ИЗ ПИСЬМА И. А. БУНИНА К Р. Б. ГУЛЮ
«…Все еще вспоминаю порой Ваш роман – столько в нем совершенно прекрасных страниц! Особенно – проезд зимой в Пензу, потом какое-то место в Германии, потом как шла Ваша матушка из России, потом ее смерть и картины той местности, где она умерла, – эта последняя часть романа просто превосходна. А в его начале кое-что меня раздражало – именно вздохи о «братоубийственной войне». Что же, надо покорно подставлять голову Каину? Я вздыхаю о другом – о том, что Авель не захотел или не успел проломить ему башку булыжником…
…Желаю Вашему Коню взять хороший приз и жму Вашу руку.
Моей жене, Ольге Андреевне Гуль, спутнице нелегкого путешествия.
«И вышел другой конь, рыжий; и сидящему на нем дано взять мир с земли…».
«События, наполнившие мою жизнь были так разнообразны, я пережил столько увлечений, видел столько разных людей, прошел через столько общественных положений, что за свою жизнь мог бы пережить столетия. У меня налицо всё, чтобы сделать мой рассказ интересным. Может быть, несмотря на это он интересен не будет, но тогда виноват уже будет не сюжет, а писатель. Даже в жизни самой замечательной не исключена возможность подобного недостатка».
Вот он маленький, седенький сидит у окна в руках с биноклем и глядит на площадь своего города. Перед ним собор с синими куполами, обнесенный высокой стеной острог с полосатой будкой часового и красный трактир Веденяпина с палисадником в пестрых цинниях. Дальше, на крутосклоне белостенный монастырь, а там поля, леса, ветер, грустно-темнеющее небо, вся чудесная Россия. Здесь в недрах ее дед вырос, работал, жил, здесь и умрет.
Глядеть на свою керенскую площадь, это всегдашний любимый отдых деда. Всё-то он разглядывает и всё ругает. На вороной кляче в ветхозаветной казанке с Почтовой улицы на площадь выехали помещики, отец и сын Лахтины; они славятся небывалым враньем своих охотничьих рассказов, ничегонеделаньем и богатырской способностью съесть и выпить.

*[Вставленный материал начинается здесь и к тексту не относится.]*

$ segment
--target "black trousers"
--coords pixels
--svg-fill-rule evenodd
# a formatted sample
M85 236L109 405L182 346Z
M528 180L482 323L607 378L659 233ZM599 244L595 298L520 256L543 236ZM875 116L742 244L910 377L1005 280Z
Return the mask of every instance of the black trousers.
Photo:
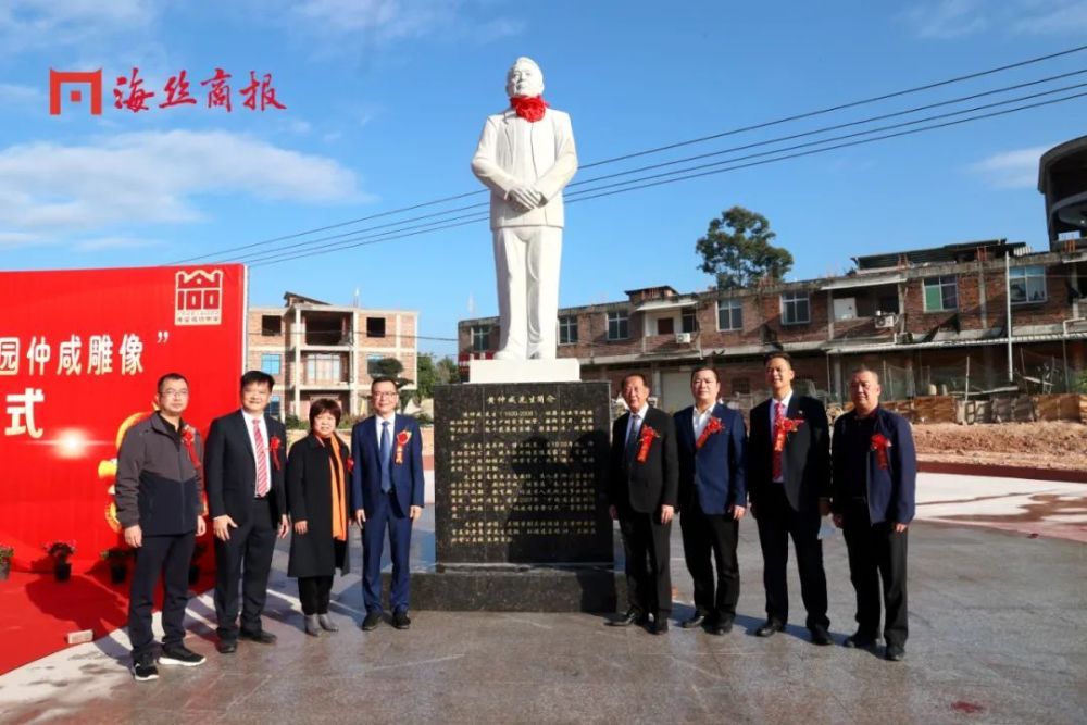
M145 536L136 549L136 565L128 596L128 638L133 659L151 651L151 612L154 610L154 585L162 575L162 628L166 647L185 639L185 607L189 601L189 562L196 532L177 536Z
M789 621L789 588L786 565L789 563L789 538L797 551L800 570L800 596L808 610L808 628L829 627L826 616L826 573L823 571L823 542L819 540L817 511L796 511L785 496L785 487L771 484L755 503L759 543L762 545L762 582L766 587L766 618L786 624Z
M728 514L705 514L696 499L679 514L683 553L695 582L695 609L719 622L736 618L740 597L740 567L736 542L740 523ZM712 555L712 561L711 561ZM717 567L716 593L713 566Z
M672 522L661 524L660 513L619 512L626 557L626 591L639 612L672 612L672 571L669 539Z
M842 513L842 533L849 551L849 578L857 591L858 633L875 639L879 632L879 582L887 607L884 639L905 646L909 635L905 605L908 530L896 533L894 522L871 523L867 501L853 499Z
M328 614L328 600L333 590L330 576L298 577L298 599L302 602L302 614Z
M261 612L268 593L278 520L268 500L253 499L249 521L230 529L226 541L215 539L215 617L223 640L238 638L238 579L241 579L241 628L261 630Z

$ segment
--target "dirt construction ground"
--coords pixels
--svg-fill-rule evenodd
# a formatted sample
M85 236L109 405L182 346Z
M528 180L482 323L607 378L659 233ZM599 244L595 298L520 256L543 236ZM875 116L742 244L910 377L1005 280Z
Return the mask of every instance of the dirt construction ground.
M935 423L914 425L913 437L922 461L1087 471L1082 423Z

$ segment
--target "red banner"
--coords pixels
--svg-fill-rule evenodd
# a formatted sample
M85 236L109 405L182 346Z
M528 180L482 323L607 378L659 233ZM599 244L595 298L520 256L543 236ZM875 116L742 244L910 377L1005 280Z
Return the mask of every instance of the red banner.
M117 446L154 410L168 372L189 382L184 418L207 434L238 405L242 265L0 272L0 546L46 570L75 543L76 572L121 543Z

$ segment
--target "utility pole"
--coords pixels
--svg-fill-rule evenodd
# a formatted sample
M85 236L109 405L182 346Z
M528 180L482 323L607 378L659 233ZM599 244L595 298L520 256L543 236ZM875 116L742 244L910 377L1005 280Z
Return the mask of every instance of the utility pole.
M1012 361L1012 274L1011 252L1004 252L1004 307L1008 312L1008 382L1014 383L1014 362Z

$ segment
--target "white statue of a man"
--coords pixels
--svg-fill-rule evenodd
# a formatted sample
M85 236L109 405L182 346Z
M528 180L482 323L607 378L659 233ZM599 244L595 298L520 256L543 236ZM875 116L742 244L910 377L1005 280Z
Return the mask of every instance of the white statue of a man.
M554 359L562 259L562 189L577 171L570 116L547 107L544 74L518 58L510 108L487 117L472 171L490 188L500 360Z

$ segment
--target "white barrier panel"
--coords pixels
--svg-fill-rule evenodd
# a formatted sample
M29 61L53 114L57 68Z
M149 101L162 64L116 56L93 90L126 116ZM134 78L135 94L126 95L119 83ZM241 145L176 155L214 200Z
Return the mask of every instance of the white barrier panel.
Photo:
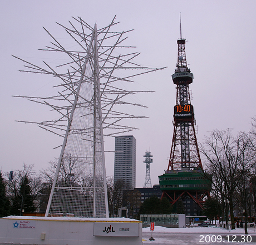
M9 216L0 227L0 244L142 245L141 222L126 218Z

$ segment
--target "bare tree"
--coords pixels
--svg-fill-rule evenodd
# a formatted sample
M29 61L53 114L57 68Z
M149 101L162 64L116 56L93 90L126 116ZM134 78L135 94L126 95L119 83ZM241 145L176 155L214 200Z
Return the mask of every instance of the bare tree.
M114 182L113 176L107 178L109 217L117 215L118 209L123 206L124 191L126 188L127 184L123 180Z
M206 137L204 147L201 147L206 157L208 171L213 175L213 186L221 196L226 221L228 220L228 210L230 211L232 229L235 229L234 193L244 175L255 164L253 148L252 141L247 134L239 132L234 137L229 129L212 132Z
M42 191L42 180L36 174L33 165L26 165L22 170L13 172L10 178L9 173L5 175L7 181L7 192L11 202L12 215L22 215L24 212L35 211L40 205L39 197Z

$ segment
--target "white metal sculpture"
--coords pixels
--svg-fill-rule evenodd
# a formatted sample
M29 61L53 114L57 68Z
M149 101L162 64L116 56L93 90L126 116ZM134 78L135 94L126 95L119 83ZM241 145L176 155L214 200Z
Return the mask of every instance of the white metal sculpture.
M134 129L120 121L142 117L124 112L119 105L143 106L125 98L145 92L126 90L119 82L132 81L135 76L159 69L134 63L136 52L120 54L123 48L135 47L122 43L130 30L112 30L117 24L115 19L99 30L96 24L92 27L80 18L74 18L75 23L70 22L69 28L58 24L74 42L72 50L65 48L46 29L53 42L41 50L62 53L69 59L55 68L45 62L38 66L16 57L26 63L27 70L23 72L60 79L55 95L18 96L47 105L60 115L57 119L40 122L19 121L36 124L63 138L46 217L109 217L103 132L107 129L107 135L112 136ZM121 70L121 74L116 72Z

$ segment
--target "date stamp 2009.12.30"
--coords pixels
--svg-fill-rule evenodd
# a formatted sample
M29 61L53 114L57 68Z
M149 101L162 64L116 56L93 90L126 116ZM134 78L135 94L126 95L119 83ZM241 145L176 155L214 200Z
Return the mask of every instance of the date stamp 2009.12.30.
M250 235L200 235L199 242L200 243L250 243L253 242L253 238ZM254 241L255 242L255 241Z

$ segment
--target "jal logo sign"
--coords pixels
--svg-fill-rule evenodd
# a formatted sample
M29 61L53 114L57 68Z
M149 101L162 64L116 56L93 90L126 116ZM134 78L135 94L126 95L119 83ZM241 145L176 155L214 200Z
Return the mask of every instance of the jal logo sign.
M110 224L107 228L105 226L104 229L102 231L103 232L106 232L106 234L108 234L109 232L115 232L114 230L114 227Z
M93 236L106 237L137 237L137 222L94 222Z

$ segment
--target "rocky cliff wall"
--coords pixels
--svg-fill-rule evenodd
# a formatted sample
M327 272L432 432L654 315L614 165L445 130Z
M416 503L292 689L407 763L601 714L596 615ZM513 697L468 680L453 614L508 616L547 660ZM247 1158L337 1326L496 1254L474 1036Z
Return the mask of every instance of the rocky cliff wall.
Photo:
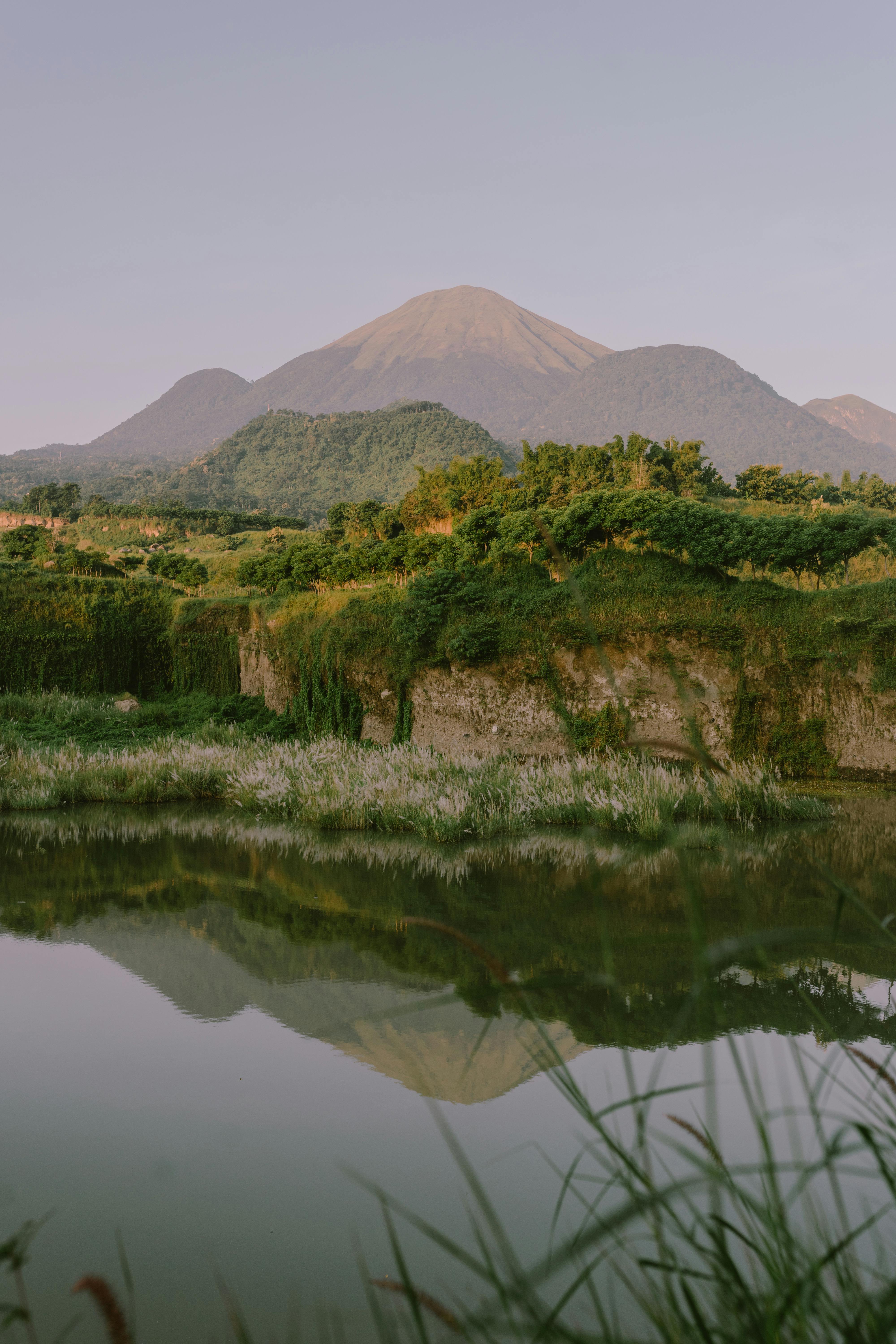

Обглоданная кобыла подобием рыси еле движет по площади Лахтиных, одетых в доморощенные поддевки и дворянские картузы. И не отрывая глаз от бинокля, дед с сердитой издёвкой бормочет: «Ах, сукины сыны, вот они, едут российские дворяне, вот уж, поистине, прохиндерцы!»
Под невидимым биноклем своего предводителя керенские дворяне Лахтины скрываются за острогом. Но дед доругивает их до тех пор, пока какой-нибудь иной предмет на площади не займет его вниманья.
По площади уездного города Керенска бродят индюшки, поросята, гуси, пробежит исправников рыжий сетер. На чалом мерине медленно проедет с плещущейся бочкой соседский водовоз. Очень редко на допотопной «гитаре» протарахтит Емельян, единственный керенский извозчик. Тишина. Солнце. Слышно, как зевает на своем крыльце, дремлющий за газетой, купец Засадилов, как у ветеринара рубят тяпками капусту, как у протопопа бренчит цепью злой волкодав.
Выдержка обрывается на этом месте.